Jens Spahn und die Liposuktion

Ich bin total geplättet. Der Bundesgesundheitsminister Jens Spahn setzt sich für uns und unsere Krankheit ein. Das ist super! Ich bin hier durch die Wohnung gehüpft … soweit ich mit meinen Beinen hüpfen kann. Eine junge, tolle Frau hat sich dafür stark gemacht: Hendrikje ter Balk. Auf Instagram heißt sie rikjemeter.

Der Stein wird ins Rollen gebracht

Ich bin beeindruckt von der Energie dieser jungen Frau, die so viele andere dazu bewegen kann, Fotos von sich ins Internet zu stellen und mit den Hashtags #füreinebedarfsgerechteversorgung und #jedezehntefrau und #jensspahn immer wieder auf den Missstand aufmerksam zu machen.

Und trotzdem bin ich hochgradig genervt. Warum? Nicht wegen Hendrikje, die einen super tollen Job macht. Auf freiwilliger Basis. Sie hat nichts weiter davon. Da sie schon operiert wurde, kämpft sie den Kampf für andere und das bewundere ich sehr.

Weniger Drama, mehr Aufklärung

Was mich allerdings nervt ist, dass im Internet immer wieder „Fakten“ erzählt werden, die keine sind. Da gibt es öffentliche Briefe an Jens Spahn, die ihn aufklären sollen, ohne es zu tun. Denn dort steht, dass die spezielle Lipödem – Liposuktion:

  • die einzige Heilungsmethode ist
  • und die Frauen nach den 3-4 Operationen geheilt sind.

Bei den Recherchen zu meinem Buch kamen ganz andere Ergebnisse heraus. Ich erfuhr von Dr. Deling, dass wir im Ausland schon belächelt werden, weil hier die Frauen leer gesaugt werden. Und dass mit unhaltbaren Versprechen gearbeitet wird. Dr. Damstra aus den Niederlanden meinte auch, dass eine Lipödembetroffene nach einer Liposuktion NICHT geheilt sei. Man kann die Krankheit um 5 bis 20 Jahre zurück drehen.
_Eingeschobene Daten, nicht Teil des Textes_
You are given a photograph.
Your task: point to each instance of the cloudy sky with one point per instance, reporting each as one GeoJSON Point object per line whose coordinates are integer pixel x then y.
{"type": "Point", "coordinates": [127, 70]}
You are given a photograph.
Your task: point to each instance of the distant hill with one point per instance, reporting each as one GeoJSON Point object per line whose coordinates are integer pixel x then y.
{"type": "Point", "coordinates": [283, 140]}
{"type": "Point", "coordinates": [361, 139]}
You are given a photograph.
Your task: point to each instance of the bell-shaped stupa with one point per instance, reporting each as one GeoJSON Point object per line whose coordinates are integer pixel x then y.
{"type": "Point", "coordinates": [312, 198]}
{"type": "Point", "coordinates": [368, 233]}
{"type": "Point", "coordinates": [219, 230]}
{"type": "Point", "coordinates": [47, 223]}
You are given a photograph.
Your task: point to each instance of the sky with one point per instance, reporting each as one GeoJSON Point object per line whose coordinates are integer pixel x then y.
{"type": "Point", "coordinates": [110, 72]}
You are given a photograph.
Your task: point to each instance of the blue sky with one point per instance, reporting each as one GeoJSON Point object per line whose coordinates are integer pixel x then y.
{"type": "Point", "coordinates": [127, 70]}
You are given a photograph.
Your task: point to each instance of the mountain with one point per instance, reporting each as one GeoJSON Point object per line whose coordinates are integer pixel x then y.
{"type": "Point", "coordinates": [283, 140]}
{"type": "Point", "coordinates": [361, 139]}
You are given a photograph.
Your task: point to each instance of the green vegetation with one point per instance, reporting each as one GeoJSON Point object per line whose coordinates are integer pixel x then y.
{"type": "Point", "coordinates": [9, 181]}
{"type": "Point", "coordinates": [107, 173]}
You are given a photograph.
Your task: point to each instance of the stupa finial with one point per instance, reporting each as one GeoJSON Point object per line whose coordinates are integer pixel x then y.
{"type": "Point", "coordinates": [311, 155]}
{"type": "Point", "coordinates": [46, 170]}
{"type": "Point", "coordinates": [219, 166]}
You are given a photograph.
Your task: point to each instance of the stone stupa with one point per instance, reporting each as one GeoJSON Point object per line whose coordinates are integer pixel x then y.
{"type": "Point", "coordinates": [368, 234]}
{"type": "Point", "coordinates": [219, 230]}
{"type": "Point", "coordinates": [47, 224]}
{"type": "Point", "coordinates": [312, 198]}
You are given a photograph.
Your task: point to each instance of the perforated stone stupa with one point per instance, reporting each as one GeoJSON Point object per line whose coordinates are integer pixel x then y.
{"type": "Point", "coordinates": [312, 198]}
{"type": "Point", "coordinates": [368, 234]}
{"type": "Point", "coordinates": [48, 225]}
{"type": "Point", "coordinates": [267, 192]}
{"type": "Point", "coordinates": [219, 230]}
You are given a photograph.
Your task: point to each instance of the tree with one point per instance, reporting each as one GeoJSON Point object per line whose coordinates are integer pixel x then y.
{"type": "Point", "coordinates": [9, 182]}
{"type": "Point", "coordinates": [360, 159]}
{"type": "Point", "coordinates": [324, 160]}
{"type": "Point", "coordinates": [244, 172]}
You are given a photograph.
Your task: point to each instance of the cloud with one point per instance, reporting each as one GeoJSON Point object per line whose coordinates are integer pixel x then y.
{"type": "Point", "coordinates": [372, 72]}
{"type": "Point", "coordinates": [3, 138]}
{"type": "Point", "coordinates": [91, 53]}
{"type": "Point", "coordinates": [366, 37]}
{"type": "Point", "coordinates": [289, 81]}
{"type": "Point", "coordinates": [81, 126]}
Bin ich gegen die Liposuktion?

Nein! Ich bin dafür. Und ich finde es unfassbar, dass diese Operationen immer noch nicht von den Krankenkassen bezahlt werden. Ich kann nicht verstehen, warum Frauen mit starken Schmerzen nicht geholfen wird.

Ist dies ein Widerspruch? Nein. Ich bin dafür und gleichzeitig für eine faire Aufklärung. Wenn jemand einen Kredit für die 3-4 Operationen aufnimmt, dann sollte diese Lipödembetroffene wissen, dass sie dies circa alle 10 bis 20 Jahre wiederholen muss für eine dauerhafte Schmerzfreiheit.
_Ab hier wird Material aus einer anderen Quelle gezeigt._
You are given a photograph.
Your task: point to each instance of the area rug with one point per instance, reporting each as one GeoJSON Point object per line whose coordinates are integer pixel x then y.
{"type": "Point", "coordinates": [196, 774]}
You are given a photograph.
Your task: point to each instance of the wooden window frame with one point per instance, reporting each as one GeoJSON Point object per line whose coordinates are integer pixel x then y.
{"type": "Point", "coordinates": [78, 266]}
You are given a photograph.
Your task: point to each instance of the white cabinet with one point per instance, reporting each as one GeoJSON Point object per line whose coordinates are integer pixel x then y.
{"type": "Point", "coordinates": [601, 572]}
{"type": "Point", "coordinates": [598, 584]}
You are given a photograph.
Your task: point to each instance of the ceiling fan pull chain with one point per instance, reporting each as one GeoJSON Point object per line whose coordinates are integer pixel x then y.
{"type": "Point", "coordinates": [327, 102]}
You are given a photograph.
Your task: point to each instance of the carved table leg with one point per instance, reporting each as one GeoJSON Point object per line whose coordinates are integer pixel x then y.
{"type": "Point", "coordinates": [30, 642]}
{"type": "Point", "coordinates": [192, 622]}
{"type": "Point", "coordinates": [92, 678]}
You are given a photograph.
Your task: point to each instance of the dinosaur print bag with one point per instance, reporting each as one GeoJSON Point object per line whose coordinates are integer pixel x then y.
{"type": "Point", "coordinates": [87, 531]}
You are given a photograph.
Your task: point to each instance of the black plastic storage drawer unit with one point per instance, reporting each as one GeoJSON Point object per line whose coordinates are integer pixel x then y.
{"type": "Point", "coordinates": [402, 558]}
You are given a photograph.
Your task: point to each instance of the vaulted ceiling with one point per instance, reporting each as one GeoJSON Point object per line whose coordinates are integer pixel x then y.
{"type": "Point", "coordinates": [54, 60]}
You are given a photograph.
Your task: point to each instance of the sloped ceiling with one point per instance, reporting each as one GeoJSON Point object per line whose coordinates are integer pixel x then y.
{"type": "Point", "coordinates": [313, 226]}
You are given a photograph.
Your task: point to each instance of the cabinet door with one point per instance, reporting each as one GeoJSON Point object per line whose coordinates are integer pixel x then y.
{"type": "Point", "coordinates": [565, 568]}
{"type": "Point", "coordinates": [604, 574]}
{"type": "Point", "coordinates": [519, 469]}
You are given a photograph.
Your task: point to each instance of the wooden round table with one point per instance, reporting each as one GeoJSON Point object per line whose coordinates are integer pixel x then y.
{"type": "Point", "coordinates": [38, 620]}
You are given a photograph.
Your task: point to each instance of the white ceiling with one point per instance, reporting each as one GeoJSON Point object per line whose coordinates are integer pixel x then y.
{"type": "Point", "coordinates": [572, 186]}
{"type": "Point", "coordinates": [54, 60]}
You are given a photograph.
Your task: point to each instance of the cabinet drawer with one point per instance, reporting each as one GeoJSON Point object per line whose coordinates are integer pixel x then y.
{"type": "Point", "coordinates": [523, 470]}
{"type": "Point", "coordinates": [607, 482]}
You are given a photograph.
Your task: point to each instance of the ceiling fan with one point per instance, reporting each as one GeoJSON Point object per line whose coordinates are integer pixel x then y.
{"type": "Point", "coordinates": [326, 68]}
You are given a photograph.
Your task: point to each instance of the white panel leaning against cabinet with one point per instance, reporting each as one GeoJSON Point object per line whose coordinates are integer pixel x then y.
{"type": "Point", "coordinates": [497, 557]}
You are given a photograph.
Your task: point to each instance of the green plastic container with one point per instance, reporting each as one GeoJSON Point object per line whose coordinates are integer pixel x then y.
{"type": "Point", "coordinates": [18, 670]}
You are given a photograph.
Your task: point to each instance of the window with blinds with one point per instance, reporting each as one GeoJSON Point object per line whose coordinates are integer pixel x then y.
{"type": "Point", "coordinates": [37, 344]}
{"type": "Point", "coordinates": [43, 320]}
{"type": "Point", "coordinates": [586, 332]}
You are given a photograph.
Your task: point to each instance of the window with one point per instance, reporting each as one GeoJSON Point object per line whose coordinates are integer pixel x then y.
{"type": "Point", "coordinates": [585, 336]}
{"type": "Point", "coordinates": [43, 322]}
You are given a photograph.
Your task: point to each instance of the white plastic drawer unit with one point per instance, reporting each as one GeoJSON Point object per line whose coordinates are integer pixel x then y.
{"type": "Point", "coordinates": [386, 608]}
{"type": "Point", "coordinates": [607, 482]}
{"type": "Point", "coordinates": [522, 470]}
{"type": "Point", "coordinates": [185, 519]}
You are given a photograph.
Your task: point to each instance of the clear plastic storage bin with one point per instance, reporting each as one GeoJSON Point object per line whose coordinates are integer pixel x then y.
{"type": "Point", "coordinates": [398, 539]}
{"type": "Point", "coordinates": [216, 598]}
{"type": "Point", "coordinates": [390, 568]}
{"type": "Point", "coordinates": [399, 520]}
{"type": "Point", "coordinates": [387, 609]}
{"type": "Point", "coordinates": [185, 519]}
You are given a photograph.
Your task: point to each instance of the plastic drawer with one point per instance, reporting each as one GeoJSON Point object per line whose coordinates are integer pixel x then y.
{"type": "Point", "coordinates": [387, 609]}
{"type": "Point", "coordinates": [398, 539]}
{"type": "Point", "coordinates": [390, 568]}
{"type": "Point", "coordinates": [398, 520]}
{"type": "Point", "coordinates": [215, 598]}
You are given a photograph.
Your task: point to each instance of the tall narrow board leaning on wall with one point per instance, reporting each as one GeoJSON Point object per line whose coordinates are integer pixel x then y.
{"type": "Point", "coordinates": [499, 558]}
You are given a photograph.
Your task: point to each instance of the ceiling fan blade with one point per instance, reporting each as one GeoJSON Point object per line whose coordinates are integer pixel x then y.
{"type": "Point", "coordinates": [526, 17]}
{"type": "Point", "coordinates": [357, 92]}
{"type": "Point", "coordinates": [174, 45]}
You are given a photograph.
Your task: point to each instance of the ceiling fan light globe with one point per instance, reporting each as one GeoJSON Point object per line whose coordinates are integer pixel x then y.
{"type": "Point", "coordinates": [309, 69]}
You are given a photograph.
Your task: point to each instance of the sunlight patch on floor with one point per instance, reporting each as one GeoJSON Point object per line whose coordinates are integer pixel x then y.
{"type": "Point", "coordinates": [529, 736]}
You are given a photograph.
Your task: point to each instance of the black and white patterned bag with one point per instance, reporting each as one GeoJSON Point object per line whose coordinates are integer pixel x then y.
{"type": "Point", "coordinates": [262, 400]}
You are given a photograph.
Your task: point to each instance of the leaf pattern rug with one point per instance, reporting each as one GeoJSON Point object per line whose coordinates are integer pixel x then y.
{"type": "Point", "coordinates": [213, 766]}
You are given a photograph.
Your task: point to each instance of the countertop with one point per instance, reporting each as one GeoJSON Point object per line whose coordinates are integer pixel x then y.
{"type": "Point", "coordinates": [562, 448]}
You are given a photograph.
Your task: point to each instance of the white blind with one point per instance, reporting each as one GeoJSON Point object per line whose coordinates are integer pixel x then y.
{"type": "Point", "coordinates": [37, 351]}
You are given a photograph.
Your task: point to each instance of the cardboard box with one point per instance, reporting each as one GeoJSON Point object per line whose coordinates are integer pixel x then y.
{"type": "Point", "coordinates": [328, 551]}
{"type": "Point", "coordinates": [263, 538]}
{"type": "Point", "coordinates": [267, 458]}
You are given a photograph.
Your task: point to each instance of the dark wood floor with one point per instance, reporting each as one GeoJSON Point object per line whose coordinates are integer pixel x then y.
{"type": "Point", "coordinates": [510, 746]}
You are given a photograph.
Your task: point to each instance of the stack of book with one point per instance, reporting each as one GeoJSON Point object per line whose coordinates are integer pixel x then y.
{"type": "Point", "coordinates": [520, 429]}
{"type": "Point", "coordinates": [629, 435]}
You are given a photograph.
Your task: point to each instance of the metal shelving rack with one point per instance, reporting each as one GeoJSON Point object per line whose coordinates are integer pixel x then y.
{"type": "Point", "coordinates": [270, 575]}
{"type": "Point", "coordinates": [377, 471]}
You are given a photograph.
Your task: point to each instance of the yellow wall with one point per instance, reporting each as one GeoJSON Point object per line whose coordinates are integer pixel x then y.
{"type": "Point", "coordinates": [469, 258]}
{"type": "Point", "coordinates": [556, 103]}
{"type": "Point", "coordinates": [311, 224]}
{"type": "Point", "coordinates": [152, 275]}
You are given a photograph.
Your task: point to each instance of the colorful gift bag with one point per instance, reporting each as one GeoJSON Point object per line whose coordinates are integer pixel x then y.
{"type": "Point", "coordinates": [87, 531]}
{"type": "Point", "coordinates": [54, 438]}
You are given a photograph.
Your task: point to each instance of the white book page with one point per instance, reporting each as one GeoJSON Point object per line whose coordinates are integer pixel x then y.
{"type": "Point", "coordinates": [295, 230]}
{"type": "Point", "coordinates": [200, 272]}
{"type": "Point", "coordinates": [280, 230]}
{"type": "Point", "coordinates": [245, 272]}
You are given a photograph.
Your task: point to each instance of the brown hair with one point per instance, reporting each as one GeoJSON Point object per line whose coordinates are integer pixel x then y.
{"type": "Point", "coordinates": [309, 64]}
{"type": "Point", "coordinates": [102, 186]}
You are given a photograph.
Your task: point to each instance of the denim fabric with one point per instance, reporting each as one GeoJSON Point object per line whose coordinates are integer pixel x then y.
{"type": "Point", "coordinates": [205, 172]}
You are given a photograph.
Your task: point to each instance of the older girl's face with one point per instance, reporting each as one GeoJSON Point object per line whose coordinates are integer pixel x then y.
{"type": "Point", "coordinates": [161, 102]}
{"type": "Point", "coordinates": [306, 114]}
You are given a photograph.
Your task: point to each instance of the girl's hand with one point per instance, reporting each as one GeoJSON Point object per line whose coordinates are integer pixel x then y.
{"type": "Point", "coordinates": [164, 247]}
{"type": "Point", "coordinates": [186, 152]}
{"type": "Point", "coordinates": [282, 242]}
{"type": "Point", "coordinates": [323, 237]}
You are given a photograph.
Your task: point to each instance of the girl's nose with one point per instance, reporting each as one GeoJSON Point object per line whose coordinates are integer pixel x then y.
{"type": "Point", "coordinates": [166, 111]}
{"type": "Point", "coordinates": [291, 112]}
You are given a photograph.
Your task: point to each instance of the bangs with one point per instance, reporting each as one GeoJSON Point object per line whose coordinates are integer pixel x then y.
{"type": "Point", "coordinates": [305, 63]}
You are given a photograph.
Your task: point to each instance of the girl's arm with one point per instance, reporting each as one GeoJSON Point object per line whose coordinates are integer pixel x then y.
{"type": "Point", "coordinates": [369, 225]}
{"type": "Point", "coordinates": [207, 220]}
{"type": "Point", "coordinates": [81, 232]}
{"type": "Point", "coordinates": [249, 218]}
Was verschwiegen wird von den Chirurgen

Mittlerweile haben einige Chirurgen, die das Lipödem scheinbar wegoperieren, Influencer, die im Netz dann die Aussagen dieses Chirurgen verbreiten. Scheinbar machen viele von diesen Chirurgen auch einen sehr guten Job, doch die Aufklärung fehlt trotzdem. Es wird nicht gesagt, dass die Krankheit immer noch da ist und „nur“ die Auswirkungen der Krankheit zurück geschraubt wurden.
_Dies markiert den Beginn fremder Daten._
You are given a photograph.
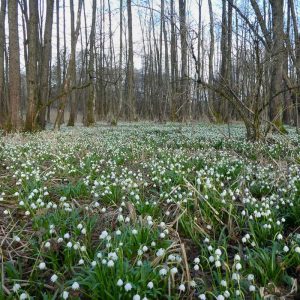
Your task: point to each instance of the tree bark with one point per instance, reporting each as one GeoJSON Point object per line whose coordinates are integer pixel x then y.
{"type": "Point", "coordinates": [14, 68]}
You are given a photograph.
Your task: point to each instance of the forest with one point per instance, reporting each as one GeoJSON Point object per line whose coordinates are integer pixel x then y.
{"type": "Point", "coordinates": [218, 61]}
{"type": "Point", "coordinates": [149, 149]}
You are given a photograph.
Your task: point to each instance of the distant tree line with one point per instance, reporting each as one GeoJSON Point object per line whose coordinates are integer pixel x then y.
{"type": "Point", "coordinates": [240, 64]}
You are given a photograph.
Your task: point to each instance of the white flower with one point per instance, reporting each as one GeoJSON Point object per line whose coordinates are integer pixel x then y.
{"type": "Point", "coordinates": [23, 296]}
{"type": "Point", "coordinates": [16, 287]}
{"type": "Point", "coordinates": [286, 248]}
{"type": "Point", "coordinates": [53, 278]}
{"type": "Point", "coordinates": [120, 282]}
{"type": "Point", "coordinates": [42, 266]}
{"type": "Point", "coordinates": [218, 264]}
{"type": "Point", "coordinates": [226, 294]}
{"type": "Point", "coordinates": [197, 260]}
{"type": "Point", "coordinates": [160, 252]}
{"type": "Point", "coordinates": [238, 266]}
{"type": "Point", "coordinates": [182, 287]}
{"type": "Point", "coordinates": [237, 257]}
{"type": "Point", "coordinates": [75, 286]}
{"type": "Point", "coordinates": [252, 288]}
{"type": "Point", "coordinates": [67, 235]}
{"type": "Point", "coordinates": [218, 252]}
{"type": "Point", "coordinates": [103, 235]}
{"type": "Point", "coordinates": [47, 245]}
{"type": "Point", "coordinates": [162, 272]}
{"type": "Point", "coordinates": [16, 239]}
{"type": "Point", "coordinates": [223, 283]}
{"type": "Point", "coordinates": [110, 263]}
{"type": "Point", "coordinates": [128, 287]}
{"type": "Point", "coordinates": [250, 277]}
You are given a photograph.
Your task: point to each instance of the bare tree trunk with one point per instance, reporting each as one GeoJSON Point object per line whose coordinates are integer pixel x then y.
{"type": "Point", "coordinates": [276, 100]}
{"type": "Point", "coordinates": [211, 53]}
{"type": "Point", "coordinates": [2, 52]}
{"type": "Point", "coordinates": [32, 65]}
{"type": "Point", "coordinates": [130, 67]}
{"type": "Point", "coordinates": [67, 83]}
{"type": "Point", "coordinates": [120, 87]}
{"type": "Point", "coordinates": [90, 119]}
{"type": "Point", "coordinates": [73, 104]}
{"type": "Point", "coordinates": [58, 63]}
{"type": "Point", "coordinates": [184, 97]}
{"type": "Point", "coordinates": [14, 68]}
{"type": "Point", "coordinates": [45, 65]}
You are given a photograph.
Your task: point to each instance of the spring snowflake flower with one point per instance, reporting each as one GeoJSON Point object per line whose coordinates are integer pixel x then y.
{"type": "Point", "coordinates": [218, 252]}
{"type": "Point", "coordinates": [163, 272]}
{"type": "Point", "coordinates": [252, 288]}
{"type": "Point", "coordinates": [110, 263]}
{"type": "Point", "coordinates": [250, 277]}
{"type": "Point", "coordinates": [286, 248]}
{"type": "Point", "coordinates": [226, 294]}
{"type": "Point", "coordinates": [47, 245]}
{"type": "Point", "coordinates": [197, 260]}
{"type": "Point", "coordinates": [23, 296]}
{"type": "Point", "coordinates": [120, 282]}
{"type": "Point", "coordinates": [16, 239]}
{"type": "Point", "coordinates": [223, 283]}
{"type": "Point", "coordinates": [53, 278]}
{"type": "Point", "coordinates": [103, 235]}
{"type": "Point", "coordinates": [279, 237]}
{"type": "Point", "coordinates": [75, 286]}
{"type": "Point", "coordinates": [16, 287]}
{"type": "Point", "coordinates": [218, 264]}
{"type": "Point", "coordinates": [160, 252]}
{"type": "Point", "coordinates": [42, 266]}
{"type": "Point", "coordinates": [67, 235]}
{"type": "Point", "coordinates": [128, 287]}
{"type": "Point", "coordinates": [65, 295]}
{"type": "Point", "coordinates": [181, 287]}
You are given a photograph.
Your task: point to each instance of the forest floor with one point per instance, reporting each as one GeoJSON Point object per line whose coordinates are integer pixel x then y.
{"type": "Point", "coordinates": [146, 211]}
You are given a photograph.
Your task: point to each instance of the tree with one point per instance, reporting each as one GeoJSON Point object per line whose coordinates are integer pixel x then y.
{"type": "Point", "coordinates": [130, 67]}
{"type": "Point", "coordinates": [32, 65]}
{"type": "Point", "coordinates": [2, 74]}
{"type": "Point", "coordinates": [90, 120]}
{"type": "Point", "coordinates": [15, 122]}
Die Schmerzen sind bei sehr vielen Frauen hinterher weg. Das ist super. Und genau deswegen sollte die Krankenkasse es auch bezahlen. Selbst wenn die Schmerzfreiheit zum Beispiel nur fünf Jahre anhält, so sind es fünf Jahre ohne Schmerzen. Das ist viel wert.

Schade ich mit meiner Aufklärung?

Ich fürchte, dass viele denken, dass die Krankenkassen die Liposuktion erst recht nicht bezahlen, wenn sie hören, dass die Krankheit davon nicht weggeht. Doch es wäre albern, wenn die Krankenkassen so reagieren würden. Denn sie operieren auch Menschen mit Hüftproblemen, damit sie weniger Schmerzen haben. Auch dort würde Sport und Ernährung bis zu einem gewissen Grad helfen. Doch selbst wenn jemand nichts von alledem tut, wird die Operation bezahlt.

Und eine künstliche Hüfte (oder zumindest einige Ersatzteile) wird circa alle 15 Jahre erneuert. Das bedeutet, dass die Betroffenen alle 15 Jahre eine Operation haben, die von den Krankenkassen übernommen wird. Beim Lipödem wäre es das gleiche.

Ernährung und Sport

Um die Dramatik in den öffentlichen Briefen an Jens Spahn noch zu erhöhen, wird immer wieder gepredigt, dass das Lipödem fortschreitend sei und dass es ernährungs- und sportresistent sei. Es stimmt, dass ich das Lipödem nicht wegbekomme, aber ich kann häufig die Schmerzen reduzieren und auch an Armen und Beinen abnehmen. Es geht. Im Internet gibt es zahlreiche Beweise von Frauen, die nicht operiert sind.

Manche konnten den Umfang deutlich reduzieren und manche konnten die Schmerzen loswerden. Beides zusammen kommt selten vor, aber auch das gibt es. Wir helfen uns also nicht, wenn wir immer wieder sagen, dass Ernährung und Sport nichts bringen würde. Und die Aussage „Dann hat die bestimmt nie ein Lipödem gehabt“ ist fies, daher lasse ich dies nicht gelten. In Einzelfällen kann es so sein, aber wir können nicht jeden mit dieser Aussage abstrafen, nur weil sie für sich einen Weg gefunden haben.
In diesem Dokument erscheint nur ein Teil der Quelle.